California governor proposes emergency fund to assist vulnerable asylum-seekers
California Gov. Gavin Newsom has proposed an emergency multi-million-dollar fund to aid non-profits in the state that have been assisting vulnerable asylum-seekers and families who were essentially dumped onto the streets and abandoned by federal immigration officials.
“Before last fall, the federal government processed and held asylum-seeking families for up to several days while helping them make travel arrangements with sponsors, mostly in other states,” the Los Angeles Times reported. “The Trump administration ended the so-called safe release policy last October and began releasing migrants after registration and before they connect with sponsors.” In one instance this past Christmas, officials dumped 200 families at an El Paso, Texas, bus station, leaving “local government officials and nonprofit leaders scrambling to house and feed the unexpected onslaught of immigrants.” Greyhound employees told Texas Monthly that some of the families had no idea where they even were. Others asked to use phones so they could try to contact relatives here.

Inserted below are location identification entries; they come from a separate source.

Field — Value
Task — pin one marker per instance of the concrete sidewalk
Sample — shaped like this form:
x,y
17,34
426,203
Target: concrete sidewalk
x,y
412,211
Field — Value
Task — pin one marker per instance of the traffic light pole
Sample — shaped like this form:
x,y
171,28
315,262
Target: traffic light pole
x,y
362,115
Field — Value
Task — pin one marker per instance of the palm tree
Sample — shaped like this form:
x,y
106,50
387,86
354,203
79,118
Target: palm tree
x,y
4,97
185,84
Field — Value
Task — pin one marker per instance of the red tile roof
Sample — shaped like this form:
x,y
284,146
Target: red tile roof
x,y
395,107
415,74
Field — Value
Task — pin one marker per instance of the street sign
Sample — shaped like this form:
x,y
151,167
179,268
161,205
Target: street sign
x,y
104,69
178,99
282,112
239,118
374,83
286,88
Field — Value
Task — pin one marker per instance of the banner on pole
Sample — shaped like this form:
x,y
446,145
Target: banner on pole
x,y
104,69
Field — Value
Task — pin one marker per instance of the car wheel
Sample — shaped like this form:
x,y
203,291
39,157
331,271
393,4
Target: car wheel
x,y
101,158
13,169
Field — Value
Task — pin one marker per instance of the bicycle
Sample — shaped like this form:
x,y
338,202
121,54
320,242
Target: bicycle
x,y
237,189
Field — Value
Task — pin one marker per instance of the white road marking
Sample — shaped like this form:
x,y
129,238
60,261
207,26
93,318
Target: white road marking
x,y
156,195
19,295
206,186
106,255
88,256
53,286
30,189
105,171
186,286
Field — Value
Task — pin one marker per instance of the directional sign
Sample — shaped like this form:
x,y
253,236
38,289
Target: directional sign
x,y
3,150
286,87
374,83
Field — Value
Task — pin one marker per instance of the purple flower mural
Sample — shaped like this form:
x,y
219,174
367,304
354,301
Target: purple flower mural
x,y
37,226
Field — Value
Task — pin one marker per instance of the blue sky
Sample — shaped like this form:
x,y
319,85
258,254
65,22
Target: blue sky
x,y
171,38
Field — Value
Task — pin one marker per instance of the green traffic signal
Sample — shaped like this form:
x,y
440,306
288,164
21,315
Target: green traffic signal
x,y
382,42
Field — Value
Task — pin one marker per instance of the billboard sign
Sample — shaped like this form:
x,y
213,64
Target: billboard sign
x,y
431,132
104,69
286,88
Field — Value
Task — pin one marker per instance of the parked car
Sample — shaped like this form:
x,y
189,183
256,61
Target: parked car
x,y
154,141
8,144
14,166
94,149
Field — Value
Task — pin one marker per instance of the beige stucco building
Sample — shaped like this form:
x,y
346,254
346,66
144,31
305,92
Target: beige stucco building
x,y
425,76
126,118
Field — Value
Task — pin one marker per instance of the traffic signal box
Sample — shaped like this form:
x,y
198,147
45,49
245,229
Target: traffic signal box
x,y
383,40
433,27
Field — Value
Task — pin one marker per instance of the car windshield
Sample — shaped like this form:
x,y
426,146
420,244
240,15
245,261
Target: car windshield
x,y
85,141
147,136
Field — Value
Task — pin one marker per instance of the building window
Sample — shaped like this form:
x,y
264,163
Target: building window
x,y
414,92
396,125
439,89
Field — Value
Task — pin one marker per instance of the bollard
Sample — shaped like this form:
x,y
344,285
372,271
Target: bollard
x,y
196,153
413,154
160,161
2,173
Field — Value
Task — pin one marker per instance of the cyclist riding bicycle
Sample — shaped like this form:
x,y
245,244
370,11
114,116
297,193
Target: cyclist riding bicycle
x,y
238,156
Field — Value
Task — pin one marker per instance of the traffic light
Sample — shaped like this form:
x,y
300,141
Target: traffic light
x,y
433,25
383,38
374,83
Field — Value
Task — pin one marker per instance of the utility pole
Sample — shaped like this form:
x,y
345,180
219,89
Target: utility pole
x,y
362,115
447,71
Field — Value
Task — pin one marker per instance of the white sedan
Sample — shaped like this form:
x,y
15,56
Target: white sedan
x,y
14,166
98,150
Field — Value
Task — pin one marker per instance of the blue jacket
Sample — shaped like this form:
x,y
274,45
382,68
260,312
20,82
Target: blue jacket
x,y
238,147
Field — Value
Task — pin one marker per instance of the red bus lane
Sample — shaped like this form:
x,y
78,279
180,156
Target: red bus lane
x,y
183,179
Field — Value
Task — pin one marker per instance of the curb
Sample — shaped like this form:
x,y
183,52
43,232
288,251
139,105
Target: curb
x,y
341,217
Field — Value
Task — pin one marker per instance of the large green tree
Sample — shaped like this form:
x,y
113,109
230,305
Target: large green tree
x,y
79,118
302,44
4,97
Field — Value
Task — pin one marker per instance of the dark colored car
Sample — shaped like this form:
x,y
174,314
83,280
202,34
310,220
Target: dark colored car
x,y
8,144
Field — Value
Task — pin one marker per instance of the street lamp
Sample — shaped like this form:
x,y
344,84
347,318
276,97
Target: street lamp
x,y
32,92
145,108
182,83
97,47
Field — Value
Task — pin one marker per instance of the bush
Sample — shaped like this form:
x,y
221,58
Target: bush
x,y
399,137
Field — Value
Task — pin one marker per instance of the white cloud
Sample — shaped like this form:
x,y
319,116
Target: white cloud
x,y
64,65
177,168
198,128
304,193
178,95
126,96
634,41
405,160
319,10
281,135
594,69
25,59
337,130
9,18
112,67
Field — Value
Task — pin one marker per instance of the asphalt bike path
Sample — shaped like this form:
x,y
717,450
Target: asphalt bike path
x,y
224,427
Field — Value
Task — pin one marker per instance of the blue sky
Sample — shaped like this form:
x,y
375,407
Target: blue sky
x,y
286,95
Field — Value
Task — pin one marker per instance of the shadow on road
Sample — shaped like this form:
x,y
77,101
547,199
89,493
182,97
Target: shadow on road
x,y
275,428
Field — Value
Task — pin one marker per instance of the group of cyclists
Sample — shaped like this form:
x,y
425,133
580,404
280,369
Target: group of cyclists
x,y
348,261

In California, local organizations have been assisting as many as 5,500 vulnerable asylum-seekers with airfare and other accommodations as they make their way to their U.S. sponsors, who are oftentimes relatives. Newsom’s plan would allocate $20 million to split among agencies over the next few years, but he will also ask the legislature for $5 million in immediate funding.
The Trump administration has consistently tried to manufacture danger at the border, but it’s the administration’s treatment of asylum-seekers and other vulnerable people that is the true crisis.